Бельский неодобрительно покачал головой:
— Даже мне?
— Право автора, товарищ генерал.
— Это как же понимать? Командиру полка дает читать, а командиру дивизии не дает?
— Товарищ генерал, мне кажется, здесь нет неуважения к старшему по званию и по должности. Статья является, так сказать, личной собственностью автора.
— А я, значит, вор?
Бельский рванул из сумки рукопись и выбросил на стол. Наспех сшитые листы разлетелись по всей комнате.
— Я спрашиваю: я вор?
Лицо его стало багровым, левый глаз задергался, на веке выступила густая синяя сетка сосудиков.
— Товарищ генерал!..
— Стоп. Отвечай: статью Федорова читал?
— Товарищ генерал, я…
Бельский вдруг с удивительной легкостью подбежал к нему и, приподнявшись на носках, положил Камышину руки на плечи:
— Тебе скажу, почему кричу, тебе только: мне за тебя, Камышин, обидно. Кажется, не мальчик. Неужели же вместе с этим горлопаном?.. Послушай, ведь он против кого идет? Против Шаврова! Подумай — против Шаврова! И неужели же мне докладывать об этом командиру корпуса? Я говорю сейчас не как начальник, а как боевой товарищ… За несколько дней, да, да, я так считал, когда писал характеристику на тебя, за несколько дней до отставки забраться в такую трясину… Я и при Марии Артуровне так скажу, и при сыне твоем. Студент, комсомолец, о нем подумай…
— Товарищ генерал! — в третий раз начал Камышин, но что-то перехватило ему горло.
— Читал или не читал? — медленно спросил Бельский. Камышин покачал головой.
— Не понимаю, — сказал Бельский. — Читал или не читал?

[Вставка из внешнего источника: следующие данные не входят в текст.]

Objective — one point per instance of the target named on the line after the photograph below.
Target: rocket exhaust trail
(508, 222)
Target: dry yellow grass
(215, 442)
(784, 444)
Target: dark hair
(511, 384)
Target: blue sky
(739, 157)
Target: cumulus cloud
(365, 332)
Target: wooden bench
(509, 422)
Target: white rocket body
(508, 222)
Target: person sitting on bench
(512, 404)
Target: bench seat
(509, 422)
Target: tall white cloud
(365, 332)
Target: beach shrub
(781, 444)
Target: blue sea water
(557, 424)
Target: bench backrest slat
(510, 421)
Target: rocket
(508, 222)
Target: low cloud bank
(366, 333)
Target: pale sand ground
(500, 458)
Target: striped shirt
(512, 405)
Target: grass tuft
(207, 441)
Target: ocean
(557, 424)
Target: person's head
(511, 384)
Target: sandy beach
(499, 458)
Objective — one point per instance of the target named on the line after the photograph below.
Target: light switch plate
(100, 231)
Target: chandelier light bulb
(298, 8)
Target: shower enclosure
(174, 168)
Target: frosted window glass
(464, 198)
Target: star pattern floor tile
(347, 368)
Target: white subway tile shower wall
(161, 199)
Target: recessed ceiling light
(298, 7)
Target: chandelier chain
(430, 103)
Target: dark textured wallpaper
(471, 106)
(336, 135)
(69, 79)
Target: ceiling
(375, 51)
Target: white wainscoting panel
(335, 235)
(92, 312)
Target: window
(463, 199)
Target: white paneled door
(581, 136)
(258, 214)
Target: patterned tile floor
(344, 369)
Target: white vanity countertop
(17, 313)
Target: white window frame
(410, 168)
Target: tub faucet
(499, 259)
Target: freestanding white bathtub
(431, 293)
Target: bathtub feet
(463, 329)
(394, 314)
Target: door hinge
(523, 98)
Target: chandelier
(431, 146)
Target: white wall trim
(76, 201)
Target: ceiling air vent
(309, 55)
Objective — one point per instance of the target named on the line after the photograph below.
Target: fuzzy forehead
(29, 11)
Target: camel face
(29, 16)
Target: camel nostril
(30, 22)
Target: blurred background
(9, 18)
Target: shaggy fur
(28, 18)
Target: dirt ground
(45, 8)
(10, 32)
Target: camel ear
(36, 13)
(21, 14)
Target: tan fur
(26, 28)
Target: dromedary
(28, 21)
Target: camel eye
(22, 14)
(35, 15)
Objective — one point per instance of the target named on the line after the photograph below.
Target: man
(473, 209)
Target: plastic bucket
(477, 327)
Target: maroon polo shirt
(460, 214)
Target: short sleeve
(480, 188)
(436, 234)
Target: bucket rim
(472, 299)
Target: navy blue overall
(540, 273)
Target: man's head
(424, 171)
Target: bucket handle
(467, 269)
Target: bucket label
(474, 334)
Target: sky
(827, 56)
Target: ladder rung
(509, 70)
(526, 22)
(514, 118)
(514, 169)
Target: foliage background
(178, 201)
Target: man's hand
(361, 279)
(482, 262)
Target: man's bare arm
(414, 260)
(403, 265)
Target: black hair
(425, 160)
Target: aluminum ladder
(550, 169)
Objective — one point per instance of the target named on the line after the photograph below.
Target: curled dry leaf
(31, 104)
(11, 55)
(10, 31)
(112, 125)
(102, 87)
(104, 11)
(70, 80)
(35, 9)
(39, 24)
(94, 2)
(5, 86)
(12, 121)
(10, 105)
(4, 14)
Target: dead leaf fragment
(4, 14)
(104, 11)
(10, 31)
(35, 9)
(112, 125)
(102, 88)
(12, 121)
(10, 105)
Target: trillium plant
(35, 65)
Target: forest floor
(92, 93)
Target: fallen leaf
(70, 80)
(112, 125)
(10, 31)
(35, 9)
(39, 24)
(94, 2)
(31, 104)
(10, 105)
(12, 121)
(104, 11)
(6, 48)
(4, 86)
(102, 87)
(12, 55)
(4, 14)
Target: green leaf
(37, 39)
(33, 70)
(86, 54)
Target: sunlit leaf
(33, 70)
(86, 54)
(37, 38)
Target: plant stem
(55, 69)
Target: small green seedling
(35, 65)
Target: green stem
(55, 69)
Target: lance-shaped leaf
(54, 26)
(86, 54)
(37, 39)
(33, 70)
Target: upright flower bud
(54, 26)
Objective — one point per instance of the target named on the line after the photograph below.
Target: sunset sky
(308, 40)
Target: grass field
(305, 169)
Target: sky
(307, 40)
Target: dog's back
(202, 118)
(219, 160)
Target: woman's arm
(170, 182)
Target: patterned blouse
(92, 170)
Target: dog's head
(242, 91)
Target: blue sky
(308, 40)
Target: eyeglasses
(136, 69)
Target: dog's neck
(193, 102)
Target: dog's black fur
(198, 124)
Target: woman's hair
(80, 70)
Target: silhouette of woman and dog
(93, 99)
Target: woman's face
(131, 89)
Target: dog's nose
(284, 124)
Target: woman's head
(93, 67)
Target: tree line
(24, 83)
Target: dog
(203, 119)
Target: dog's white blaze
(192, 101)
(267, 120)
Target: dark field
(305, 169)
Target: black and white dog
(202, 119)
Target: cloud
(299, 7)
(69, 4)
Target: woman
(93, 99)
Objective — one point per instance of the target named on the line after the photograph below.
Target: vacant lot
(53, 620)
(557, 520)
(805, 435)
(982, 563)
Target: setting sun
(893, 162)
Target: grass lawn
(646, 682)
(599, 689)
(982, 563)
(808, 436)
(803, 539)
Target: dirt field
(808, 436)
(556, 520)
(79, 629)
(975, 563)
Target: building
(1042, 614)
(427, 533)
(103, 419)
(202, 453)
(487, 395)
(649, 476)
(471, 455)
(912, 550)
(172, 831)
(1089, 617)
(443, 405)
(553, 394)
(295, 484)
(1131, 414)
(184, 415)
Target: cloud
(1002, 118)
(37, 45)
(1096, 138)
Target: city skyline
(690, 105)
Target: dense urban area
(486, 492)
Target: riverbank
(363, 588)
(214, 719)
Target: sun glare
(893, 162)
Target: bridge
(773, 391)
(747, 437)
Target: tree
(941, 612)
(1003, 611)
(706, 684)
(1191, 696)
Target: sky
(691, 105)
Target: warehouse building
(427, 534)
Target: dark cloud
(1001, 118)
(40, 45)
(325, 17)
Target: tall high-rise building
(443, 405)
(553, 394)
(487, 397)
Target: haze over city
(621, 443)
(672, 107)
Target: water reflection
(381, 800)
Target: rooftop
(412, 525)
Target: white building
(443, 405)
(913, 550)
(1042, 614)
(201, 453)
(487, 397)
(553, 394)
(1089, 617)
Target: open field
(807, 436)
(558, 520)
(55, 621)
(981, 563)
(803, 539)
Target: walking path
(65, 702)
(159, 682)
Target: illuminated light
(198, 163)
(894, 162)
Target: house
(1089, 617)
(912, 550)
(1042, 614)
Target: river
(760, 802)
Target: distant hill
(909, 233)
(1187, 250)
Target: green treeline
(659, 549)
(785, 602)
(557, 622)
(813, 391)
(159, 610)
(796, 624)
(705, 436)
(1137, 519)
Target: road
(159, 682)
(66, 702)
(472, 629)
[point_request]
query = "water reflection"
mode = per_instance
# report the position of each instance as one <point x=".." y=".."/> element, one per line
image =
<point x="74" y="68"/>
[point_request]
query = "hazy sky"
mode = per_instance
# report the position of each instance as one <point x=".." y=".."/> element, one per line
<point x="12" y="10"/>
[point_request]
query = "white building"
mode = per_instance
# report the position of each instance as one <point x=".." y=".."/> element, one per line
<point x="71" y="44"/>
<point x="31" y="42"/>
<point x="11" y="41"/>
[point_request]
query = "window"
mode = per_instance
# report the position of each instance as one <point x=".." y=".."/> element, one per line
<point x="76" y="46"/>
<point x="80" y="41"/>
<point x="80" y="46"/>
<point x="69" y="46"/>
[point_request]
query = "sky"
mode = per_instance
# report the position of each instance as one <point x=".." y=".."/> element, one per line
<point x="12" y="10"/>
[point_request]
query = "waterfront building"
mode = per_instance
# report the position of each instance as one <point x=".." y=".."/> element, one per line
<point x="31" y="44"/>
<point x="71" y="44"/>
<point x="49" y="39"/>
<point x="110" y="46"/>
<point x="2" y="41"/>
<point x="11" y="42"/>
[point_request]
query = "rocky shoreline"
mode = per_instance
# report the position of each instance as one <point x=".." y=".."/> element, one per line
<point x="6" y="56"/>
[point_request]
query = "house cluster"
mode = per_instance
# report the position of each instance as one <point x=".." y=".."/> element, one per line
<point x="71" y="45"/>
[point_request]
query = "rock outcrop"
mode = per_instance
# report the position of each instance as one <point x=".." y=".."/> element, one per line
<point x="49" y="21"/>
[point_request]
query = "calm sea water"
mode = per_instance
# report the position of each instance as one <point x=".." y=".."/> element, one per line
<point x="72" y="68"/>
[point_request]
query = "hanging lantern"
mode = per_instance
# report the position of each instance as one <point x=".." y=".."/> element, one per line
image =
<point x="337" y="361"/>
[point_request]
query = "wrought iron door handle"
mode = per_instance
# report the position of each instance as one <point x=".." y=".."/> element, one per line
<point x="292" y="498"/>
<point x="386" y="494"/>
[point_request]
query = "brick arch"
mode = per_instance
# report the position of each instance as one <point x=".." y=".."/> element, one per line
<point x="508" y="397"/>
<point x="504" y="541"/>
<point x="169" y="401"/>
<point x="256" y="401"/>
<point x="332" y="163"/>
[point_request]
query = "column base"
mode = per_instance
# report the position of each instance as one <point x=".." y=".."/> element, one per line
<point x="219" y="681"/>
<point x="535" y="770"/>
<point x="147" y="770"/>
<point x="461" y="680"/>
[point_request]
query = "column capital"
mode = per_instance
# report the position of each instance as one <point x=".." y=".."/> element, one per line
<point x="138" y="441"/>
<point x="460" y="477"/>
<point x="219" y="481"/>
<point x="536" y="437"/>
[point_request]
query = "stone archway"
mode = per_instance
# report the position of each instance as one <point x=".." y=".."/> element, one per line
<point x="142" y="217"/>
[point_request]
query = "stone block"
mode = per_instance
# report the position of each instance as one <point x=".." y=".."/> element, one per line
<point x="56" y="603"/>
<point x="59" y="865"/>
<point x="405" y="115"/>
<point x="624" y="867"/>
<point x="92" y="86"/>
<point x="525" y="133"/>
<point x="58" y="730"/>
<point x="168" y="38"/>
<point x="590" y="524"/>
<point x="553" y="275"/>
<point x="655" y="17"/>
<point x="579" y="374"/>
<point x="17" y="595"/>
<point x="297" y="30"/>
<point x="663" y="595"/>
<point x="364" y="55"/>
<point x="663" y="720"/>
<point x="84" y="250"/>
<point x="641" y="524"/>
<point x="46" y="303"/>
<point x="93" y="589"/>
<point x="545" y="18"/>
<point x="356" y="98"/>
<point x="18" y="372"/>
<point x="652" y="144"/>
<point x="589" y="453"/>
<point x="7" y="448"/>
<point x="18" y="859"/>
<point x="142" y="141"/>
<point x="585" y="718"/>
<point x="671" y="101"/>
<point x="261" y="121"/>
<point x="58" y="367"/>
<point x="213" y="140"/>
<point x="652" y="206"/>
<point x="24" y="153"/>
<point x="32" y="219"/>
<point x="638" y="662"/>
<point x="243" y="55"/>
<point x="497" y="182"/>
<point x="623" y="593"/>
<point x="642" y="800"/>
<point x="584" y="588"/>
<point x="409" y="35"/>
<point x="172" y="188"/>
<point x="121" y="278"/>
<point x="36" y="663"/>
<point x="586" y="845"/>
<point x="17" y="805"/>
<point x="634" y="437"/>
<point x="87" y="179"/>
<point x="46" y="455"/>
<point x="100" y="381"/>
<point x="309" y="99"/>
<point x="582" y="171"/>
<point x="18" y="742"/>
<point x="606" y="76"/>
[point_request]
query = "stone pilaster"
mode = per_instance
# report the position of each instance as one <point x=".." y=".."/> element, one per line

Камышин сел за стол, опустил голову. Сказать, что он читал, но Бельский потребует тогда, чтобы он высказался. Он презирал себя, но все еще медленно повторял: «Не поздно, не поздно, не поздно… Бельский еще здесь, значит, не поздно, нужно набраться мужества и ответить: «Да, читал».
В это время он услышал спокойный голос Бельского:
— Если не читал, очень тебя прошу, прочти. Ну а мнение о ней ты мне потом скажешь. Спросишь у Федорова разрешения, он в этом не откажет. Если вещь стоящая — поможем.
Камышин опустил свою седую голову. Он понял, что он в ловушке, которая захлопнулась только потому, что он не смог признаться в том, что работа Ивана Алексеевича ему понравилась. И если он сейчас не смог найти в себе мужества, то он не найдет его и через день.
— Нет, товарищ генерал, я читать не буду, — сказал Камышин едва слышно. «Поздно», — подумал он. Сегодня он отрекся не только от Федорова, он отрекся от самого себя.
— Вот как! — с видимым удовольствием заметил Бельский. — Но я думаю, что комбат все-таки нуждается в квалифицированном отзыве. Конечно, если бы ты взялся, но теперь…
— Возьмите, товарищ генерал, — сказал Камышин.
Бельский аккуратно собрал листы, разгладил их и снова положил рукопись в полевую сумку.
— Стареем, стареем, — сказал он весело. — Ничего не поделаешь, стареем. — Но, взглянув на Камышина, переменил тон: — Я бы тебе посоветовал отдохнуть сегодня от дел. — Он взял телефонную трубку. — Квартиру полковника Камышина! Мария Артуровна? Бельский докладывает. Что-то неважно сегодня ваш супруг чувствует себя. Заметили? Ночь не спал? Ах, вот оно что, по ночам читает… Так у вас теперь, значит, двое студентов?.. Ну, я ему сейчас отдыхать приказал, а вас попрошу проследить за этим и вечерком мне позвонить. — И, не прощаясь, вышел из комнаты. Было слышно, как в коридоре он крикнул: «Василий, заводи мотор!»